From: Paolo Bonzini <pbonzini@redhat.com>
To: Sean Christopherson <seanjc@google.com>
Cc: David Matlack <dmatlack@google.com>,
Vipin Sharma <vipinsh@google.com>,
kvm@vger.kernel.org, linux-kernel@vger.kernel.org
Subject: Re: [PATCH] KVM: x86/mmu: Make page tables for eager page splitting NUMA aware
Date: Wed, 3 Aug 2022 17:08:25 +0200 [thread overview]
Message-ID: <cedcced0-b92c-07bd-ef2b-272ae58fdf40@redhat.com> (raw)
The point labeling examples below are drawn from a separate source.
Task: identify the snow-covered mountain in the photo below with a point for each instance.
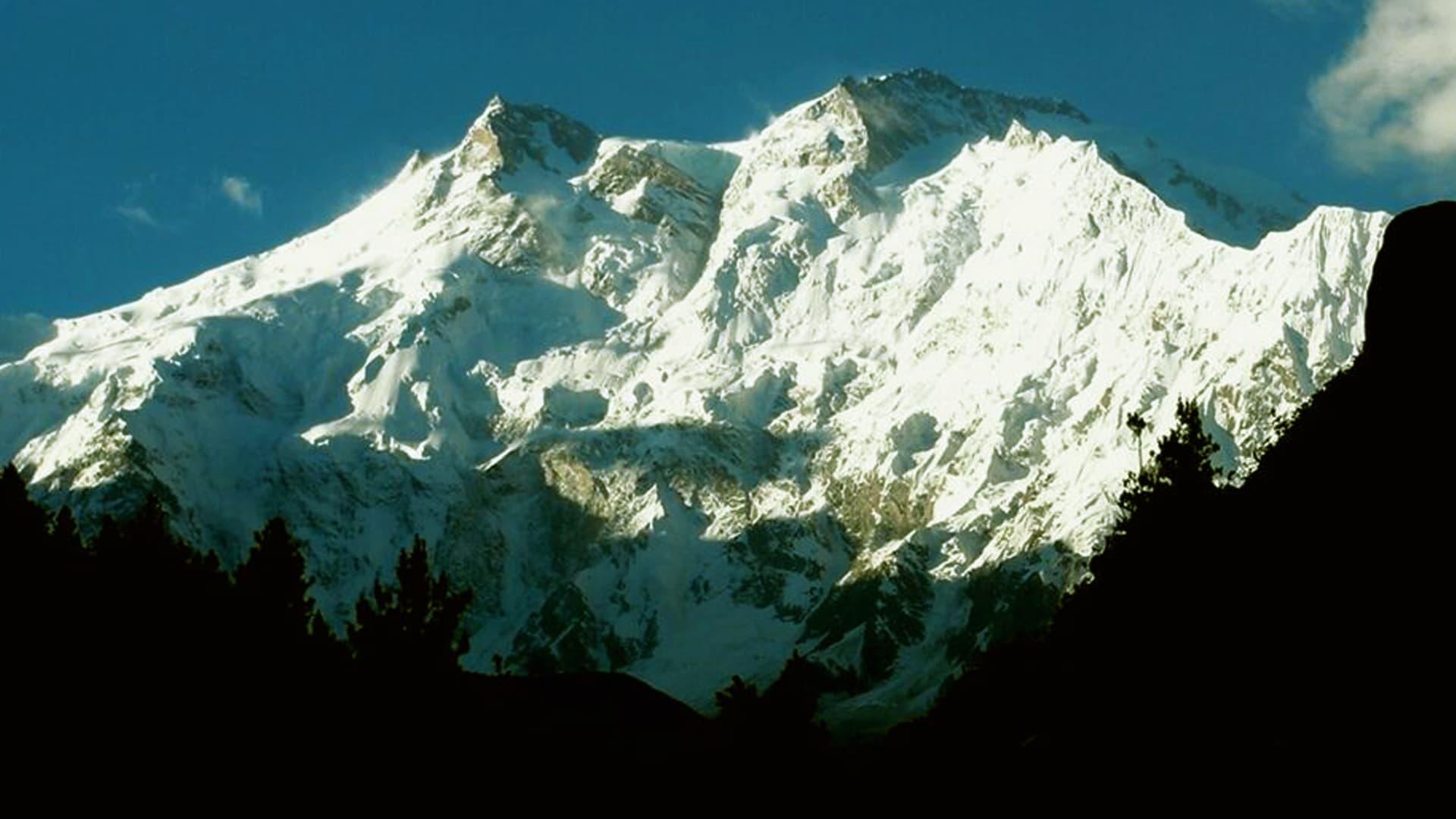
(854, 385)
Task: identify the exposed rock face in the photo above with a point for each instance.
(854, 387)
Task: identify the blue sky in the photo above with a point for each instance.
(145, 142)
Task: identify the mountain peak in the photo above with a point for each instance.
(507, 136)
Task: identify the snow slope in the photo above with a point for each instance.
(852, 387)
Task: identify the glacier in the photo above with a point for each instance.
(852, 387)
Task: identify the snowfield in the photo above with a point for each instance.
(854, 387)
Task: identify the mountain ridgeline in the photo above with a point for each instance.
(1315, 646)
(852, 391)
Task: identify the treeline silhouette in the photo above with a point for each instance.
(133, 632)
(1292, 621)
(1294, 618)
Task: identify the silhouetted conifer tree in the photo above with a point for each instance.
(414, 626)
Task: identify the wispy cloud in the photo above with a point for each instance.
(242, 194)
(1391, 99)
(137, 215)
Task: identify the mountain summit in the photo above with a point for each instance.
(854, 387)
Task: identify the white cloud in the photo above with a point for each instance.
(242, 194)
(137, 215)
(1392, 95)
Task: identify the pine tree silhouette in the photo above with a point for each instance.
(413, 627)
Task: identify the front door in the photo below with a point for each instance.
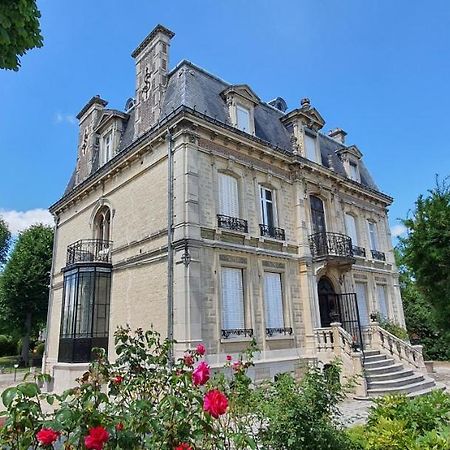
(327, 302)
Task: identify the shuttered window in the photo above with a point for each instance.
(273, 299)
(381, 294)
(232, 298)
(350, 225)
(228, 195)
(361, 296)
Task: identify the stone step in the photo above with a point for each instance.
(391, 375)
(379, 364)
(370, 371)
(397, 382)
(407, 389)
(373, 358)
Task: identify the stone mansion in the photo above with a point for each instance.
(217, 217)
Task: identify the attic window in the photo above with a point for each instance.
(243, 118)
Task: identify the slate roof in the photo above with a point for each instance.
(192, 86)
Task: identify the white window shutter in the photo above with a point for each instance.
(273, 300)
(381, 294)
(350, 225)
(228, 195)
(361, 297)
(232, 298)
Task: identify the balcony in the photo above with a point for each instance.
(380, 256)
(332, 246)
(359, 251)
(89, 251)
(232, 223)
(272, 232)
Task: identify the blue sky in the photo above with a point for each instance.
(379, 70)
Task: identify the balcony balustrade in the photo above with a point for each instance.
(232, 223)
(273, 232)
(89, 251)
(325, 245)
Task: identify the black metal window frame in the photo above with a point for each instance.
(85, 312)
(232, 223)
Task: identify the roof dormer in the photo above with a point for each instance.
(241, 101)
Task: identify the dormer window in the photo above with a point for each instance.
(243, 118)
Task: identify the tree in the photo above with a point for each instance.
(24, 283)
(426, 249)
(19, 31)
(5, 238)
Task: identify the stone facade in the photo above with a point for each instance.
(132, 185)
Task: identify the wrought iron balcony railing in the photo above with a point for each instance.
(274, 331)
(330, 244)
(359, 251)
(232, 223)
(378, 255)
(89, 250)
(246, 332)
(273, 232)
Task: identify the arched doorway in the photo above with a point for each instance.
(327, 302)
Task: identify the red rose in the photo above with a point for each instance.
(188, 359)
(183, 446)
(96, 438)
(47, 436)
(201, 349)
(118, 379)
(200, 375)
(215, 403)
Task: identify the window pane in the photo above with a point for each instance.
(273, 300)
(350, 225)
(232, 298)
(228, 195)
(310, 148)
(243, 118)
(361, 290)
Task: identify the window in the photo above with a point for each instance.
(228, 195)
(354, 172)
(243, 118)
(106, 148)
(267, 206)
(361, 297)
(232, 298)
(382, 300)
(85, 313)
(350, 226)
(310, 148)
(273, 299)
(373, 238)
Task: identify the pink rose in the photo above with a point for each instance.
(201, 349)
(200, 375)
(215, 403)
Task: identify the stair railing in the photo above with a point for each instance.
(402, 351)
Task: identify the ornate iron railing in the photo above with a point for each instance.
(378, 255)
(232, 223)
(330, 244)
(246, 332)
(89, 250)
(359, 251)
(273, 331)
(273, 232)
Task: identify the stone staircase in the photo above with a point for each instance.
(385, 375)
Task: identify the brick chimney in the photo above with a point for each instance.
(152, 63)
(338, 134)
(87, 146)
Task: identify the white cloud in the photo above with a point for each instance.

In-Reply-To: <Yul3A4CmaAHMui2Z@google.com>
On 8/2/22 21:12, Sean Christopherson wrote:
> Ah crud, I misread the patch. I was thinking tdp_mmu_spte_to_nid() was getting
> the node for the existing shadow page, but it's actually getting the node for the
> underlying physical huge page.
>
> That means this patch is broken now that KVM doesn't require a "struct page" to
> create huge SPTEs (commit a8ac499bb6ab ("KVM: x86/mmu: Don't require refcounted
> "struct page" to create huge SPTEs"). I.e. this will explode as pfn_to_page()
> may return garbage.
>
> return page_to_nid(pfn_to_page(spte_to_pfn(spte)));
I was about to say that yesterday. However my knowledge of struct page
things has been proved to be spotty enough, that I wasn't 100% sure of
that. But yeah, with a fresh mind it's quite obvious that anything that
goes through hva_to_pfn_remap and similar paths will fail.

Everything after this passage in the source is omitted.